There's a gap between how much AI is being used at work and how little of it is showing up in company results. Workers say AI is saving them hours every week. Companies are reporting small gains, at best. Both things are true at the same time, and that's the problem worth thinking about.
Ethan Mollick, who teaches at Wharton and writes the One Useful Thing newsletter, named the dynamic clearly in a piece earlier this year. His argument: individual workers are getting real productivity gains from AI, but those gains aren't translating to organizational performance, because organizational performance requires organizational innovation, and the muscles for that have atrophied. He laid out a three-part framework for how to fix it: Leadership, the Lab, and the Crowd.
We think Mollick is mostly right. We also think the framework needs some translation for the kind of company most of our clients run — 30 people, or 80, or 200. Not Shopify. Not Duolingo. Not a Fortune 500 legal department with a head of AI strategy and a budget line for pilots.
Our approach is informed by Mollick's framework and evolved from it. Here's what each piece looks like when you're not a giant enterprise — and where the shape of the work has to change.
What changes at SMB scale
In a Fortune 500, Leadership, Lab, and Crowd are three different sets of people. In a 60-person company, they're often the same five people wearing different hats on different days. That doesn't make the framework wrong. It just means the work has to be done differently — more deliberately, with fewer people, in less time, with no budget to throw at it.
It also means the failure modes are different. A big company's AI initiative fails because of brittle workflows and weak integration. An SMB's fails because the founder got excited about an agent, bought a $30,000 platform, ran out of time to roll it out, and now nobody talks about AI in meetings because it's a sore subject. The constraints are different. The work is different.

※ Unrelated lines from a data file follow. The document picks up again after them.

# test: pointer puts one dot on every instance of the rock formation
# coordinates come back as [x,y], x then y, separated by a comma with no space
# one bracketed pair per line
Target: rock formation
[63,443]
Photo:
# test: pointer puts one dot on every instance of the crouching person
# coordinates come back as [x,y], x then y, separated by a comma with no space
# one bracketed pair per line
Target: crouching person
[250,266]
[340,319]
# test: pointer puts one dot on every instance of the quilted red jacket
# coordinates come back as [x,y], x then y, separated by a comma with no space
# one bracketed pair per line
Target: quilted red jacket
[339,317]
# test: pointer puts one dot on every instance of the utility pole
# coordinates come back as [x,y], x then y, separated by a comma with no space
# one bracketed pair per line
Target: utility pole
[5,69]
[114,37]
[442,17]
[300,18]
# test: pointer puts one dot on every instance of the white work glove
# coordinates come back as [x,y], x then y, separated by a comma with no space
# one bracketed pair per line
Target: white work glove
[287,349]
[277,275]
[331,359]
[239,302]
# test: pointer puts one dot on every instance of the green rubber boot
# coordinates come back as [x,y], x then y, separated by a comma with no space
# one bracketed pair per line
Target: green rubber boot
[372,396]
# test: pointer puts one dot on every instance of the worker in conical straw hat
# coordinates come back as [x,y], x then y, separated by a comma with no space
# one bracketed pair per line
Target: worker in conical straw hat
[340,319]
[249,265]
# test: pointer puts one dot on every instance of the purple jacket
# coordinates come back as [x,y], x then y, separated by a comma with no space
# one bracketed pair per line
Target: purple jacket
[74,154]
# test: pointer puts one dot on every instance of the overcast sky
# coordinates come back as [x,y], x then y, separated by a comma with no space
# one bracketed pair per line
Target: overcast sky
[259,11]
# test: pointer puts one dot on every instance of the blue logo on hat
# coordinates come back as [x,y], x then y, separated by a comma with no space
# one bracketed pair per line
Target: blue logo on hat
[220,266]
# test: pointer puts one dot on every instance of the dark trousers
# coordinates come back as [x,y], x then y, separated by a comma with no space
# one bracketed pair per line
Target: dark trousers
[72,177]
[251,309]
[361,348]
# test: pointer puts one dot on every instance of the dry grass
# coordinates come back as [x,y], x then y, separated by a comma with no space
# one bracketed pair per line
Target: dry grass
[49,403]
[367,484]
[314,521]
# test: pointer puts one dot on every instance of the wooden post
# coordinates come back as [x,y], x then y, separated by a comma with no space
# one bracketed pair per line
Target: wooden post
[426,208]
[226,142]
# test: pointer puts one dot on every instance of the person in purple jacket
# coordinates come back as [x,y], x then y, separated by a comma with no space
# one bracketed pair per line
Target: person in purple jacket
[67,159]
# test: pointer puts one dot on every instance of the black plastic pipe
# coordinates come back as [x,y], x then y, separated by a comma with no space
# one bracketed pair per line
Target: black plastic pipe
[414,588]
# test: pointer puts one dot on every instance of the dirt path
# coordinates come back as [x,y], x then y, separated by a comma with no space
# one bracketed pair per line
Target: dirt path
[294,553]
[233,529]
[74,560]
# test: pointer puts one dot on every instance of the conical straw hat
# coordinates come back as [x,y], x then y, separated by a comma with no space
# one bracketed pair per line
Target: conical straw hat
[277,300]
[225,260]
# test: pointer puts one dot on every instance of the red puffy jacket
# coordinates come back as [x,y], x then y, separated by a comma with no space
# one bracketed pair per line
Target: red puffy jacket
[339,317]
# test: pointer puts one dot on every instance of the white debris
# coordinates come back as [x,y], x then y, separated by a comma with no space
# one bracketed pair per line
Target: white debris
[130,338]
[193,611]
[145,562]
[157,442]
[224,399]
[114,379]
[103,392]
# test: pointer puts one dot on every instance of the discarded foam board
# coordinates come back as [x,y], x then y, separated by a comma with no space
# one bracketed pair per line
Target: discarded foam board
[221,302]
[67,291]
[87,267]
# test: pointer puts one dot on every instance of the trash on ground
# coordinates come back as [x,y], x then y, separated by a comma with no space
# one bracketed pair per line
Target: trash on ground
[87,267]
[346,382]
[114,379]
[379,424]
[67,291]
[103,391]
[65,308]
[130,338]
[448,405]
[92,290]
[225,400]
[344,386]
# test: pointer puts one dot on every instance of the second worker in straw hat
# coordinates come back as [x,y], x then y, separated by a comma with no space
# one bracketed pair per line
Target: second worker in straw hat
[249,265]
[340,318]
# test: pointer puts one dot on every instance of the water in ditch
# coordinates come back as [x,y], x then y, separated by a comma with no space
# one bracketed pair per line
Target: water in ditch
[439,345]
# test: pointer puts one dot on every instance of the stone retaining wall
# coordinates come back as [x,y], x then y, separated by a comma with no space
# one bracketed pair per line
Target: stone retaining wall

Leadership: paint the picture, then keep painting it
Mollick's point on leadership is that urgency isn't enough. Your team doesn't need another memo about how AI is the future. They need a specific, concrete picture of what the next twelve months actually look like in your company. What will people's jobs feel like? Will efficiency translate into layoffs or growth? How will people be rewarded for using AI well? How will you know people are using it well? You don't have to know everything, but you have to have a direction you're willing to name.
For SMB leaders, this is mostly a discipline problem, not an information problem. The picture you paint on Monday gets contradicted by the cost-cutting conversation on Friday. People notice. The most damaging thing a leader can do right now is signal AI enthusiasm in public while privately treating it as a way to avoid hiring.
The companies we see doing this well aren't doing anything magic. They're saying out loud, and repeatedly, that productivity gains will be invested back into the team rather than turned into headcount reductions. They're modeling AI use themselves, in meetings, where everyone can see it. They're naming what they don't know. None of that requires a strategy document. It requires the founder or the leadership team to be willing to talk about this as adults, in front of their people, more than once.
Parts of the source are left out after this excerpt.